One of the city's historic landmarks perished in Sunday night's fire on George Street.

The Shasta Cafe has been gone a long time as a business, but its bones were still within the walls of modern day structures like Something Old Something New, Mothers N More Maternity and the Copper Pig. Many of those bones are now broken forever.

The Shasta was more than just old. It was one of the most popular and largest restaurants in early Prince George and it became one of the most successful immigrant-based businesses of that era.

"The Shasta Cafe was one of the nicest restaurants in town. People would line up outside every day to eat there," according to the official documents of the downtown walking tour of historic Prince George.

It was founded in 1933 by William Mason who then sold it in 1946 to the brothers who would carry it on into modern times.

According to Citizen archives, Wayne and Henry Chow emigrated to Canada in 1923 from China. They arrived on the Empress of Canada steamship and landed in Victoria. Their father had been a cook in Barkerville during the gold rush, then stayed on as a cook for the Grand Trunk Pacific Railway construction crews.
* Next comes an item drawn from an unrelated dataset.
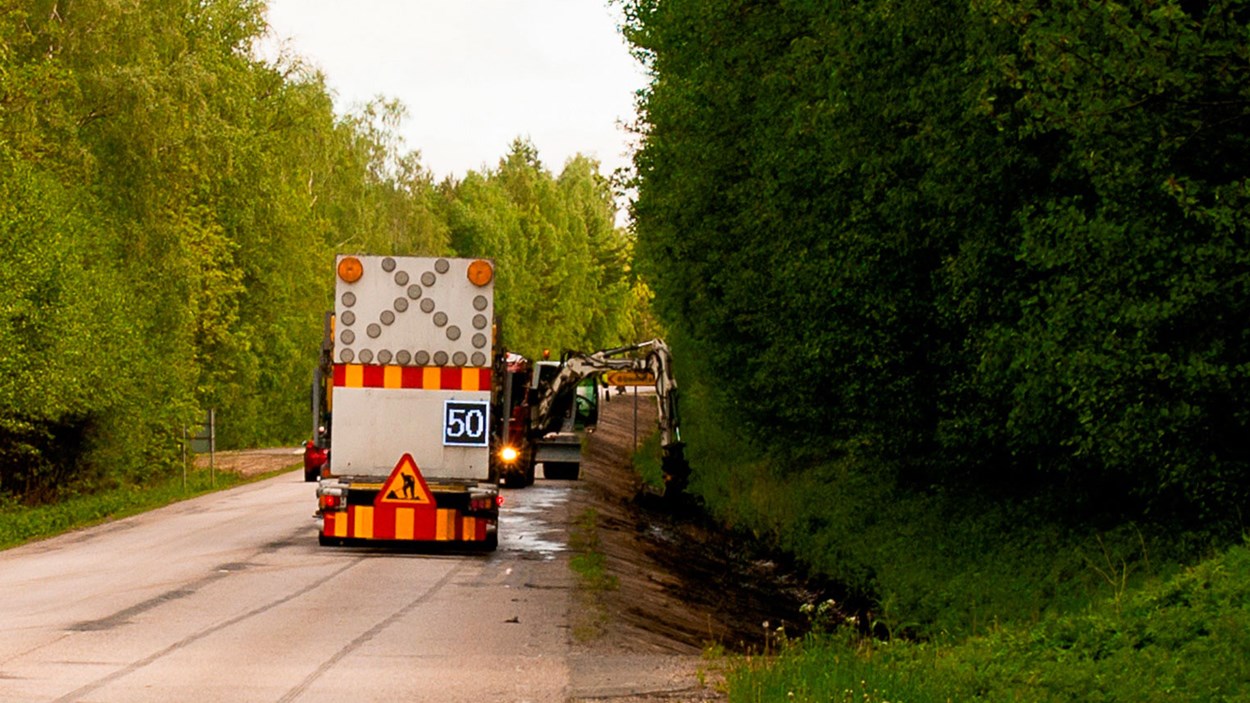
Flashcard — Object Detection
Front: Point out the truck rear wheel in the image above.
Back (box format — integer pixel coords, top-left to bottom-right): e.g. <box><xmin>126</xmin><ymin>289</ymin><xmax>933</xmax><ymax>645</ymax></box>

Henry took up the culinary arts profession himself once in Canada, perhaps partially to be a responsible brother to Wayne who was 17 years his junior. The two, led by Henry initially, turned The Shasta into a magnet for the large contingent of Chinese nationals and their offspring in an era of federal government-prescribed discrimination against people from China.

"I can pinpoint the moment of our arrival in town," said Prince George writer and Order of Canada inductee Denise Chong in her recent book Lives Of the Family. "It's midnight on Christmas Eve, 1958. My father, in our 1949 Meteor, drives the deserted streets. We peer over snowbanks looking for 432 George Street...We find that cafe, the Shasta, but it's closed. My father sees staff at the back sharing dinner around a table, so he knocks at the door. The proprietors, Eleanor and Wayne Chow, whom we've never met before, exclaim how happy they are to see some Chinese people and welcome us inside."
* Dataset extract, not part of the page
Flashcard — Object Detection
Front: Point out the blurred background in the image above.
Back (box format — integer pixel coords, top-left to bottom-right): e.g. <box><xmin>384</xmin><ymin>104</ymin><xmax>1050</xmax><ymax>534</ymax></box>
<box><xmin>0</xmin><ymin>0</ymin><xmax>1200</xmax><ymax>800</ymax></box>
"I am proud to say that my grandfather Henry Chow played a vital role in helping members of the Chinese community in establishing their roles and roots in Prince George during those discriminatory and abrasive times," said E.J. Chow to The Citizen in 2008.
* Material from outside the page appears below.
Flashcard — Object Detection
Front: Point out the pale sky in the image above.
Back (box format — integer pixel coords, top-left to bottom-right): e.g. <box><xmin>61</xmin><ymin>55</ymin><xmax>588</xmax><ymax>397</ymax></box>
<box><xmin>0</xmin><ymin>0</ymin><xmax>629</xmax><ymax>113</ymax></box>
Chow also clarified the address discrepancy. Chong was not incorrect in placing The Shasta in the next block south of the historic Shasta site, in what would be facing the current Ramada Hotel and near what was, at the time, the Prince George Hotel and the Panarama News - both now gone from the landscape.

"Prince George actually had two Shasta Cafs on George Street," Chow explained. "My grandfather Henry opened up the original Shasta, which much later on became Ming's. My grandfather, his brother Wayne and two others opened the second Shasta."

The move was necessitated by the building's owner wanting to use the space in which the original Shasta was located.

At the time of the move in the early 1950s, it was noted that a full course meal price at the Shasta was only 75 cents, toast and coffee was 15 cents, coffee by itself was five cents per cup, and when they raised it to 10 cents their patrons wanted to know if this was to help pay their way back to China.

On the contrary, both Wayne and Henry continued to operate The Shasta until 1972 when they sold it to Johnny Leong who carried it on until 1978 when it finally closed. Following the sale, the Chow brothers and their respective families continued to reside into retirement in Prince George.

Part of the Shasta legacy includes The Copper Pig BBQ House, which survived Sunday's fire.